Un cours en ligne

Le contenu de ce blog est périssable.
Il s'agit de notes de cours, ou plutôt de schémas de cours, qui me servent pour traiter le programme de Lettres-philosophie devant mes classes de CPGE scientifiques, de première et de seconde année. Chaque année un nouveau thème, deux nouvelles oeuvres littéraires et une oeuvre philosophique.
J'en assume l'entière responsabilité, y compris lorsque s'y mêlent des jugements personnels sur des oeuvres et des auteurs, des conseils de lecture peu orthodoxes ou des pointes d'ironie. Le mot d'ordre que je m'efforce de suivre, lié à la lecture de Harry G. Frankfurt, est de ne pas mentir quand il est possible de baratiner, de ne pas baratiner quand ce n'est pas absolument nécessaire.

dimanche 6 octobre 2013

Introduction de la troisième partie


III Instant et éternité

     En guise d'introduction, l'instant fécond

Découvrons l'idée telle que la véhicule Saïd Akl, un grand poète libanais :
« L’instant est le creuset, la matrice du temps.
Si l’homme ne produit pas, le temps n’existera pas.
Si l’homme produit, le temps devient espoir.
Il faut que chaque instant soit producteur de son temps
. »
(citation extraite des multiples citations recueillies par Bernard martial et publiées sur son site Le Cas'Nard, pour illustrer le thème du temps vécu :

Cette poésie opère un retournement philosophique.
Une idée commune des philosophes est que l'éternité est le temps véritable. C'est donc le creuset du temps. Logiquement, c'est de l'absolu que peut provenir le relatif. L'inverse est impensable, comme il est apparemment impensable de tirer le tout de la somme des parties et naturel d'affirmer que les parties tirent leur être du tout. C'est de l'Idée (le Beau) que proviennent les êtres qui participent de l'Idée (les belles choses). De même ce serait du temps absolu que découlerait le temps relatif. De l'éternité divine procéderait la vie des mortels, suivant un schéma de pensée platonicien ou néo-platonicien (l'idée de procession est à la base de la pensée de Plotin). Ce serait de l'éternité qui est définie comme la durée absolue que les instants que nous vivons tireraient leur être, qui n'est qu'un être accidentel, passager, qui ne dure pas et ne peut absolument pas durer.
L'idéalisme philosophique est relayé par la théologie. De l'Être provient toute chose dotée d'être. De Dieu ou du Créateur provient le temps des créatures, le temps du monde et le temps des hommes. La mort serait un passage, de ce monde-ci et de ce temps-ci à l'éternité. Parce que l'être humain est créature, parce qu'il a été créé, il est toute sa vie séparé de son Créateur. Il y a une séparation ontologique. La mort serait l'instant ultime de cette séparation, permettant le retour de la partie au tout, de l'âme humaine à la source de tout bien, à Dieu ou son « Royaume ».
Et cette forme de pensée passe dans la culture commune, récupérée par le sens commun. L'éternité est le temps qui est véritablement, le temps que nous vivons n'est qu'une apparence, une sorte de temps trompeur, incapable de maintenir les êtres dans leur être. Le temps est un passage, une succession ininterrompue d'instants. Les instants sont précieux, certes, mais si impermanents qu'il s faut se méfier de leur séduction, en particulier des rares bonheurs qu'ils peuvent apporter. Un pessimisme découle donc de cette représentation du temps basée sur l'éternité comme principe.
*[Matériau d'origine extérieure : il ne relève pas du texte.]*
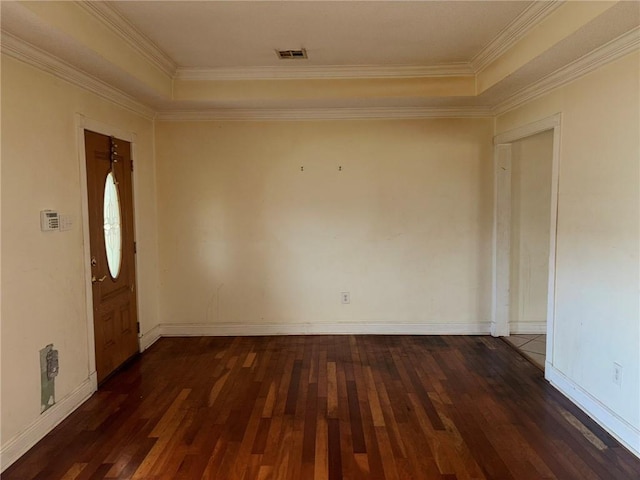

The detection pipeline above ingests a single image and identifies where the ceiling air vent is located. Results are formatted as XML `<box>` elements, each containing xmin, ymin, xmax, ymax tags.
<box><xmin>276</xmin><ymin>48</ymin><xmax>307</xmax><ymax>60</ymax></box>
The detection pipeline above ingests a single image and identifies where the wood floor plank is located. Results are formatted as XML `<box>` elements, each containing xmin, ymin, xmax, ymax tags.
<box><xmin>2</xmin><ymin>335</ymin><xmax>640</xmax><ymax>480</ymax></box>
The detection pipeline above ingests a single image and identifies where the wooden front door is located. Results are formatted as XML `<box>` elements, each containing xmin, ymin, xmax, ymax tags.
<box><xmin>84</xmin><ymin>130</ymin><xmax>139</xmax><ymax>383</ymax></box>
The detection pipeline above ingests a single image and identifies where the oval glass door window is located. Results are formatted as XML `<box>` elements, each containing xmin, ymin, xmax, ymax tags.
<box><xmin>104</xmin><ymin>172</ymin><xmax>122</xmax><ymax>278</ymax></box>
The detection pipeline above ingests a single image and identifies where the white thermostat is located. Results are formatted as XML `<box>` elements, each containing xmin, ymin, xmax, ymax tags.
<box><xmin>40</xmin><ymin>210</ymin><xmax>60</xmax><ymax>232</ymax></box>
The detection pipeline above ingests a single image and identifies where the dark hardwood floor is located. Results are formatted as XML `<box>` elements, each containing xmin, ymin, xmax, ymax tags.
<box><xmin>2</xmin><ymin>336</ymin><xmax>640</xmax><ymax>480</ymax></box>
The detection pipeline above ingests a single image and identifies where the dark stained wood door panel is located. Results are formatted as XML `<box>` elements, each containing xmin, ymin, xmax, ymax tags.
<box><xmin>85</xmin><ymin>130</ymin><xmax>138</xmax><ymax>383</ymax></box>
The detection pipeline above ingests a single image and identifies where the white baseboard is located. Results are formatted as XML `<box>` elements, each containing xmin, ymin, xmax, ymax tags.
<box><xmin>509</xmin><ymin>322</ymin><xmax>547</xmax><ymax>335</ymax></box>
<box><xmin>0</xmin><ymin>378</ymin><xmax>95</xmax><ymax>472</ymax></box>
<box><xmin>140</xmin><ymin>325</ymin><xmax>161</xmax><ymax>352</ymax></box>
<box><xmin>159</xmin><ymin>322</ymin><xmax>491</xmax><ymax>337</ymax></box>
<box><xmin>545</xmin><ymin>363</ymin><xmax>640</xmax><ymax>458</ymax></box>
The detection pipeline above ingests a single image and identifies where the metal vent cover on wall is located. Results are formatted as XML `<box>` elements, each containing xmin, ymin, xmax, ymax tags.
<box><xmin>276</xmin><ymin>48</ymin><xmax>307</xmax><ymax>60</ymax></box>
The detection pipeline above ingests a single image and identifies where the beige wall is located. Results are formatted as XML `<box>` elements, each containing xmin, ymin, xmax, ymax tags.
<box><xmin>509</xmin><ymin>131</ymin><xmax>553</xmax><ymax>333</ymax></box>
<box><xmin>157</xmin><ymin>119</ymin><xmax>493</xmax><ymax>333</ymax></box>
<box><xmin>496</xmin><ymin>52</ymin><xmax>640</xmax><ymax>442</ymax></box>
<box><xmin>1</xmin><ymin>55</ymin><xmax>158</xmax><ymax>447</ymax></box>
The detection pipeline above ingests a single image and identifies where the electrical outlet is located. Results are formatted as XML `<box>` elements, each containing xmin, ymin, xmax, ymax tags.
<box><xmin>613</xmin><ymin>362</ymin><xmax>622</xmax><ymax>387</ymax></box>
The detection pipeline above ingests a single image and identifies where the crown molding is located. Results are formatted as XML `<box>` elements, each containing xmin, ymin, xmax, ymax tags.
<box><xmin>0</xmin><ymin>32</ymin><xmax>155</xmax><ymax>119</ymax></box>
<box><xmin>470</xmin><ymin>0</ymin><xmax>564</xmax><ymax>73</ymax></box>
<box><xmin>75</xmin><ymin>1</ymin><xmax>177</xmax><ymax>77</ymax></box>
<box><xmin>156</xmin><ymin>107</ymin><xmax>493</xmax><ymax>122</ymax></box>
<box><xmin>495</xmin><ymin>27</ymin><xmax>640</xmax><ymax>115</ymax></box>
<box><xmin>174</xmin><ymin>63</ymin><xmax>475</xmax><ymax>81</ymax></box>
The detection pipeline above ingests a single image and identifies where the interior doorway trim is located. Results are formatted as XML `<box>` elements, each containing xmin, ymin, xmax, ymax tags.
<box><xmin>75</xmin><ymin>113</ymin><xmax>140</xmax><ymax>392</ymax></box>
<box><xmin>491</xmin><ymin>113</ymin><xmax>561</xmax><ymax>365</ymax></box>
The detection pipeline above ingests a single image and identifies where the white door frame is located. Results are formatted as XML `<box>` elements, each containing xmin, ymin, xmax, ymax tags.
<box><xmin>491</xmin><ymin>113</ymin><xmax>561</xmax><ymax>365</ymax></box>
<box><xmin>75</xmin><ymin>113</ymin><xmax>140</xmax><ymax>392</ymax></box>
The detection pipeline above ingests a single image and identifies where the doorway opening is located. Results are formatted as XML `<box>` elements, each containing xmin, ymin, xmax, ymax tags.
<box><xmin>491</xmin><ymin>115</ymin><xmax>560</xmax><ymax>376</ymax></box>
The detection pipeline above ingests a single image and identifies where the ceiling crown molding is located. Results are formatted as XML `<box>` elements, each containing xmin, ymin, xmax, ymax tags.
<box><xmin>75</xmin><ymin>1</ymin><xmax>177</xmax><ymax>77</ymax></box>
<box><xmin>0</xmin><ymin>32</ymin><xmax>155</xmax><ymax>119</ymax></box>
<box><xmin>174</xmin><ymin>63</ymin><xmax>474</xmax><ymax>81</ymax></box>
<box><xmin>156</xmin><ymin>107</ymin><xmax>493</xmax><ymax>122</ymax></box>
<box><xmin>470</xmin><ymin>0</ymin><xmax>564</xmax><ymax>73</ymax></box>
<box><xmin>495</xmin><ymin>27</ymin><xmax>640</xmax><ymax>115</ymax></box>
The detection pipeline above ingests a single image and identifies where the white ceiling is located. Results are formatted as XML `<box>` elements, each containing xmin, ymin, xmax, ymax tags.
<box><xmin>112</xmin><ymin>1</ymin><xmax>531</xmax><ymax>68</ymax></box>
<box><xmin>0</xmin><ymin>0</ymin><xmax>640</xmax><ymax>118</ymax></box>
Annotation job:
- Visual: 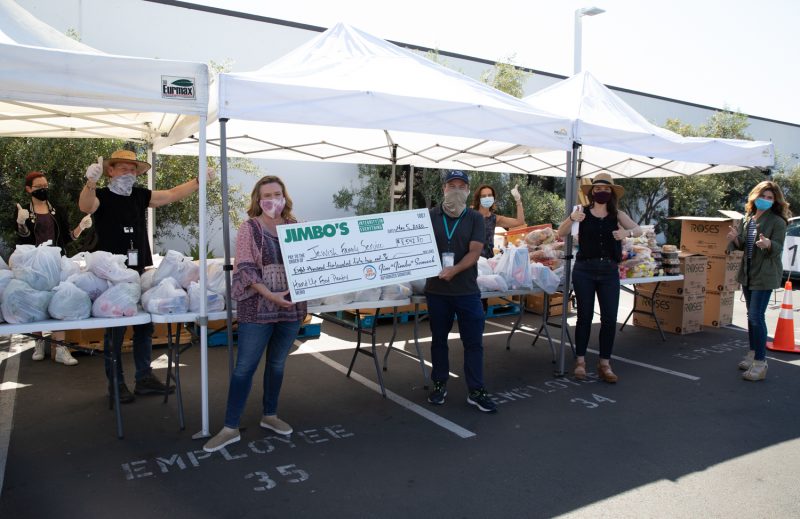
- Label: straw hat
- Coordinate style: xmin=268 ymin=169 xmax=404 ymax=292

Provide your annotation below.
xmin=581 ymin=172 xmax=625 ymax=200
xmin=103 ymin=150 xmax=150 ymax=175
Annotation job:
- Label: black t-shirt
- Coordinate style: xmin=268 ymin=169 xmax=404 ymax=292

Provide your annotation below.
xmin=425 ymin=206 xmax=485 ymax=296
xmin=576 ymin=207 xmax=622 ymax=262
xmin=94 ymin=186 xmax=153 ymax=273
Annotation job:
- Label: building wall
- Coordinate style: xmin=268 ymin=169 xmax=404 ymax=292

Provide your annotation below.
xmin=17 ymin=0 xmax=800 ymax=251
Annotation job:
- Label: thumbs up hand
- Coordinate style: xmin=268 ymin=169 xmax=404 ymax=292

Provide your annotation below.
xmin=17 ymin=204 xmax=31 ymax=225
xmin=728 ymin=223 xmax=739 ymax=241
xmin=611 ymin=224 xmax=630 ymax=241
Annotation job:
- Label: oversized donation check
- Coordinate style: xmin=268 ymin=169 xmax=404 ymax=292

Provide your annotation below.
xmin=278 ymin=209 xmax=442 ymax=302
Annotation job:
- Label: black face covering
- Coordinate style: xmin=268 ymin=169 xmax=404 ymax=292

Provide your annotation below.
xmin=592 ymin=191 xmax=611 ymax=204
xmin=31 ymin=187 xmax=49 ymax=202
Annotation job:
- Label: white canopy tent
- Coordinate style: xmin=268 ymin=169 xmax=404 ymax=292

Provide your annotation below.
xmin=484 ymin=71 xmax=775 ymax=178
xmin=0 ymin=0 xmax=208 ymax=436
xmin=501 ymin=72 xmax=775 ymax=373
xmin=161 ymin=24 xmax=571 ymax=171
xmin=156 ymin=24 xmax=572 ymax=394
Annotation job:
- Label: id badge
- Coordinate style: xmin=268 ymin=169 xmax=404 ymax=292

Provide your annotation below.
xmin=442 ymin=252 xmax=456 ymax=268
xmin=128 ymin=249 xmax=139 ymax=267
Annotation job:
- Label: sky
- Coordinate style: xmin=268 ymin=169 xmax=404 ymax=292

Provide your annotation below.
xmin=194 ymin=0 xmax=800 ymax=124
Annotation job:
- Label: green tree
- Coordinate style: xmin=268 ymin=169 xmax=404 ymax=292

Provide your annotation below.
xmin=0 ymin=137 xmax=123 ymax=259
xmin=142 ymin=149 xmax=260 ymax=253
xmin=481 ymin=54 xmax=533 ymax=98
xmin=0 ymin=137 xmax=258 ymax=258
xmin=619 ymin=110 xmax=764 ymax=243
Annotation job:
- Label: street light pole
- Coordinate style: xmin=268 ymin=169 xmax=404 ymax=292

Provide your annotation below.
xmin=573 ymin=7 xmax=605 ymax=74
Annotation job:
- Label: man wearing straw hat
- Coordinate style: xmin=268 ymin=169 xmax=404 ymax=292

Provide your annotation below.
xmin=78 ymin=150 xmax=206 ymax=404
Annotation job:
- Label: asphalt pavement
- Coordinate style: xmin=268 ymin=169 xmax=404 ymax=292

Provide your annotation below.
xmin=0 ymin=292 xmax=800 ymax=518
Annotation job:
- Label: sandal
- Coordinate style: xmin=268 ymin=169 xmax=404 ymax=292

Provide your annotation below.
xmin=597 ymin=364 xmax=619 ymax=384
xmin=572 ymin=360 xmax=586 ymax=380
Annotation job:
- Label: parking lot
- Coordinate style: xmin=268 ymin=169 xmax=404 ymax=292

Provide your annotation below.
xmin=0 ymin=293 xmax=800 ymax=518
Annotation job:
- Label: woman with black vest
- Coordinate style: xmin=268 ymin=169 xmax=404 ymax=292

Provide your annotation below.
xmin=558 ymin=173 xmax=642 ymax=384
xmin=16 ymin=171 xmax=92 ymax=366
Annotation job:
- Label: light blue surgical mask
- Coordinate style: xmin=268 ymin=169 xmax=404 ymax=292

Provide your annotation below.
xmin=108 ymin=173 xmax=136 ymax=196
xmin=755 ymin=198 xmax=773 ymax=211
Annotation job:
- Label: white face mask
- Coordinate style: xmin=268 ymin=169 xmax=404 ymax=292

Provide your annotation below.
xmin=108 ymin=173 xmax=136 ymax=196
xmin=258 ymin=198 xmax=286 ymax=218
xmin=442 ymin=189 xmax=469 ymax=217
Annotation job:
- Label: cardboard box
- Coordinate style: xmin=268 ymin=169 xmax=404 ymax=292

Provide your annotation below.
xmin=633 ymin=294 xmax=705 ymax=335
xmin=670 ymin=211 xmax=743 ymax=256
xmin=703 ymin=291 xmax=736 ymax=328
xmin=638 ymin=252 xmax=708 ymax=296
xmin=525 ymin=292 xmax=572 ymax=316
xmin=706 ymin=250 xmax=744 ymax=292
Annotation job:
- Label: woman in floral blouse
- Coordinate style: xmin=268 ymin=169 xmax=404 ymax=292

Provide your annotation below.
xmin=203 ymin=176 xmax=306 ymax=452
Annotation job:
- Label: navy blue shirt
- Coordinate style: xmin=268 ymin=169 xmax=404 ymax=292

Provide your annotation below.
xmin=425 ymin=206 xmax=485 ymax=296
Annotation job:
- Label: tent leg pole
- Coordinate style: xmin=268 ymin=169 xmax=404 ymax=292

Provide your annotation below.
xmin=408 ymin=166 xmax=414 ymax=211
xmin=555 ymin=142 xmax=580 ymax=377
xmin=193 ymin=116 xmax=210 ymax=439
xmin=147 ymin=144 xmax=156 ymax=252
xmin=219 ymin=119 xmax=233 ymax=384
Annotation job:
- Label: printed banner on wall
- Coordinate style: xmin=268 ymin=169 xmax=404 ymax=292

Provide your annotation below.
xmin=278 ymin=209 xmax=442 ymax=302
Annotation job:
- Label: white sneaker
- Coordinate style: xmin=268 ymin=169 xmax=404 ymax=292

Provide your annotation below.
xmin=261 ymin=415 xmax=293 ymax=435
xmin=31 ymin=339 xmax=44 ymax=360
xmin=739 ymin=350 xmax=756 ymax=370
xmin=203 ymin=427 xmax=242 ymax=452
xmin=56 ymin=346 xmax=78 ymax=366
xmin=742 ymin=360 xmax=767 ymax=382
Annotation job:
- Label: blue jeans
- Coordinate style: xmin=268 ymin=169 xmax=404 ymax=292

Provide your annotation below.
xmin=742 ymin=286 xmax=772 ymax=360
xmin=225 ymin=321 xmax=300 ymax=429
xmin=425 ymin=294 xmax=485 ymax=391
xmin=103 ymin=323 xmax=153 ymax=384
xmin=572 ymin=260 xmax=619 ymax=359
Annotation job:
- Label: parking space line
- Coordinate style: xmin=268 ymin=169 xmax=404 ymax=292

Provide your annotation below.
xmin=486 ymin=321 xmax=700 ymax=381
xmin=302 ymin=341 xmax=476 ymax=438
xmin=586 ymin=348 xmax=700 ymax=381
xmin=0 ymin=337 xmax=30 ymax=495
xmin=767 ymin=357 xmax=800 ymax=366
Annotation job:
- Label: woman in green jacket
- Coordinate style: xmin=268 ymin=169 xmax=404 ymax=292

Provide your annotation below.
xmin=728 ymin=180 xmax=792 ymax=381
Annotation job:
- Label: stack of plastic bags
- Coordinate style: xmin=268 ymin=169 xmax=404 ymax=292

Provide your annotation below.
xmin=141 ymin=250 xmax=225 ymax=314
xmin=308 ymin=280 xmax=412 ymax=306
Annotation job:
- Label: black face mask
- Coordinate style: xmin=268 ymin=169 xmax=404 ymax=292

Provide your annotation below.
xmin=31 ymin=187 xmax=50 ymax=202
xmin=592 ymin=191 xmax=611 ymax=204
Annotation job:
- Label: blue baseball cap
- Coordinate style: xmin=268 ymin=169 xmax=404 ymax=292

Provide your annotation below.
xmin=444 ymin=169 xmax=469 ymax=184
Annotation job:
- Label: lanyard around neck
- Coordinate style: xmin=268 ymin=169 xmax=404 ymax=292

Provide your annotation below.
xmin=442 ymin=207 xmax=467 ymax=245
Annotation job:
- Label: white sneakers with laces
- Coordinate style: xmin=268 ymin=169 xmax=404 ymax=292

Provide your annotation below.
xmin=31 ymin=339 xmax=44 ymax=360
xmin=56 ymin=346 xmax=78 ymax=366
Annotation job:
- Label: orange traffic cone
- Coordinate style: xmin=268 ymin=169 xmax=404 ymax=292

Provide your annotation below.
xmin=767 ymin=281 xmax=800 ymax=353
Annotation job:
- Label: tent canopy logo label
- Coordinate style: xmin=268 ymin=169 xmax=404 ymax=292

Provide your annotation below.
xmin=161 ymin=76 xmax=196 ymax=99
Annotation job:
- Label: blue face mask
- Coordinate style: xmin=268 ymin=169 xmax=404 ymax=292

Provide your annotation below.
xmin=755 ymin=198 xmax=773 ymax=211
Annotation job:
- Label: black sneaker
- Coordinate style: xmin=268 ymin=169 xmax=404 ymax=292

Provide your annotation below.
xmin=428 ymin=382 xmax=447 ymax=405
xmin=467 ymin=388 xmax=497 ymax=413
xmin=133 ymin=375 xmax=175 ymax=395
xmin=108 ymin=382 xmax=136 ymax=404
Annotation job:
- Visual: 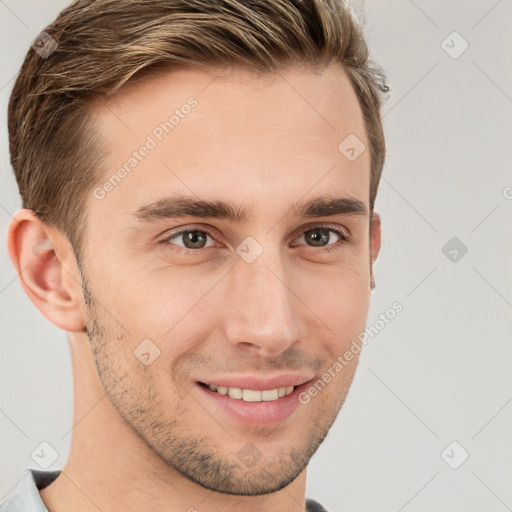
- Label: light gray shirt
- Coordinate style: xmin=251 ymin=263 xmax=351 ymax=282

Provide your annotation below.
xmin=0 ymin=469 xmax=329 ymax=512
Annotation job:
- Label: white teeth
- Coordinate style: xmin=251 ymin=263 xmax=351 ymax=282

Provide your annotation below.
xmin=228 ymin=388 xmax=242 ymax=400
xmin=261 ymin=386 xmax=278 ymax=402
xmin=208 ymin=384 xmax=295 ymax=402
xmin=242 ymin=389 xmax=261 ymax=402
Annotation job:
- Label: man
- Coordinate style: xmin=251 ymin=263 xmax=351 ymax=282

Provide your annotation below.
xmin=1 ymin=0 xmax=386 ymax=512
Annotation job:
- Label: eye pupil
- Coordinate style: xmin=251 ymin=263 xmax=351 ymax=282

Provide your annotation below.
xmin=183 ymin=231 xmax=206 ymax=249
xmin=306 ymin=228 xmax=330 ymax=246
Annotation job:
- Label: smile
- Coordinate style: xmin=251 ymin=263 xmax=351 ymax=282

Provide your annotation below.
xmin=203 ymin=384 xmax=297 ymax=402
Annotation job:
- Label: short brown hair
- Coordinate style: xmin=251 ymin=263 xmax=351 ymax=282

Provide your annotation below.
xmin=8 ymin=0 xmax=388 ymax=252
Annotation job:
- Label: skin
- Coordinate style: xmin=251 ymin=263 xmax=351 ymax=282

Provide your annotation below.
xmin=9 ymin=65 xmax=380 ymax=512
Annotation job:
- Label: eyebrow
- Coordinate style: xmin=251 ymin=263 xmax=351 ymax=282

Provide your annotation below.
xmin=134 ymin=196 xmax=368 ymax=223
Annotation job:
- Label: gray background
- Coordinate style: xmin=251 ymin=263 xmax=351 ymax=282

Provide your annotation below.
xmin=0 ymin=0 xmax=512 ymax=511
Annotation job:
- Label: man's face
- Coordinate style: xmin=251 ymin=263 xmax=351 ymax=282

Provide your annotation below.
xmin=82 ymin=62 xmax=376 ymax=495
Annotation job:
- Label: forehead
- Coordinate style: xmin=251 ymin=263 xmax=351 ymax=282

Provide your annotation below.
xmin=89 ymin=65 xmax=370 ymax=223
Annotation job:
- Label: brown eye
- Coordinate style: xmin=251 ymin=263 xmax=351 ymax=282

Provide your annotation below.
xmin=162 ymin=229 xmax=215 ymax=250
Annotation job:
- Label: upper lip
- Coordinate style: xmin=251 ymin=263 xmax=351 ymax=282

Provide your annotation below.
xmin=198 ymin=373 xmax=312 ymax=391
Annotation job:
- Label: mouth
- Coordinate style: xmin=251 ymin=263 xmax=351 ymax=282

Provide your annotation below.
xmin=199 ymin=382 xmax=299 ymax=402
xmin=196 ymin=377 xmax=311 ymax=427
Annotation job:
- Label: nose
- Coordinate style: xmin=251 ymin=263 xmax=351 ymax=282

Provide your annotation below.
xmin=224 ymin=246 xmax=305 ymax=358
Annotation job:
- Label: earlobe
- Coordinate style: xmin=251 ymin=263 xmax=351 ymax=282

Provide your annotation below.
xmin=8 ymin=208 xmax=85 ymax=332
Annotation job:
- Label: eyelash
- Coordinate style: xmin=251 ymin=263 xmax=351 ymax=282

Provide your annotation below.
xmin=159 ymin=225 xmax=351 ymax=255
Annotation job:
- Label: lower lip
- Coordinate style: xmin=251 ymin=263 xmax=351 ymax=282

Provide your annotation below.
xmin=196 ymin=382 xmax=309 ymax=426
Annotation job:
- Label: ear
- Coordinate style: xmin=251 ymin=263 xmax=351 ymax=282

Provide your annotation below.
xmin=8 ymin=208 xmax=85 ymax=332
xmin=370 ymin=212 xmax=380 ymax=289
Le poème d'Akl apparaît par contraste comme fondamentalement optimiste. Le pivot du temps n'est pas l'inaccessible éternité mais l'instant présent, offert à chacun de nous... à tout instant !

Ne rêvons-nous pas en formulant ainsi notre pensée ? Sommes-nous, avec le poète, poussés à l'hybris, à la démesure, l'orgueil des créatures se prenant pour des créateurs?
Comment pourrait-il se faire que ce soit l'instant, la plus fine pointe du temps qui soit l'origine même du temps, ce qui le produise?

Reprenons notre lecture de la poésie. Méthodiquement.

a) Premier temps, repérage de ce qui dans ces vers est singulier, fait sens et peut donc être considéré comme problématique


Sémantiquement
Trois choses peuvent être repérées.

  • L'usage des deux termes "creuset" et "matrice"
  • L'usage final du possessif "son" temps
  • Les répétitions de termes ("instant", "temps", "homme" "produit" et "producteur") et l'absence du terme "éternité".


Formellement (versification, structure du propos, syntaxe, choix divers pour la formation des phrases)

  • Le chiasme temps – homme – homme – temps
  • L'usage des temps, au présent de l'ensemble du poème s'oppose le futur du deuxième vers "n'existera pas"



b) Deuxième temps. Commentaire, tentative d'interprétation

Commençons par ce qu'on peut tirer de la forme du poème. Le chiasme est une figure souvent utilisée. Ici il est particulièrement prononcé en raison du jeu des répétitions renforçant les effets de symétrie. Le temps encadre l'homme ou l'homme est au cœur du temps. La signification du premier vers est ainsi reprise et amendée : ce n'est pas l'instant lui-même qui, par lui-même, a des effets, c'est au contraire l'instant tel qu'il est vécu par des hommes.
L'usage du futur, à la rime, est curieux. En effet, on peut se demander comment il pourrait se faire que le temps cesse d'être, ne soit plus, ne vienne plus du futur. Mais si le temps existant toujours peut (ou pourra) effectivement ne plus exister, c'est sans doute que nul n'attendra plus rien de lui ! Que tout espoir sera perdu! Ainsi le futur du second vers souligne la nécessité d'un espoir entrevu dès le vers suivant. Gardons l'espoir, nous dit le poète. Gardons ici et maintenant l'idée que le futur pourra faire advenir de bonnes choses, car précisément il n'est pas encore et que rien n'est déterminé sans nous, nos efforts, notre concours. Garder l'espoir, c'est souscrire à une pensée du devenir, cela veut dire pensons que le temps viendra, que l'instant produira, que la futur remettra en cause ce qui mérite d'être remis en cause.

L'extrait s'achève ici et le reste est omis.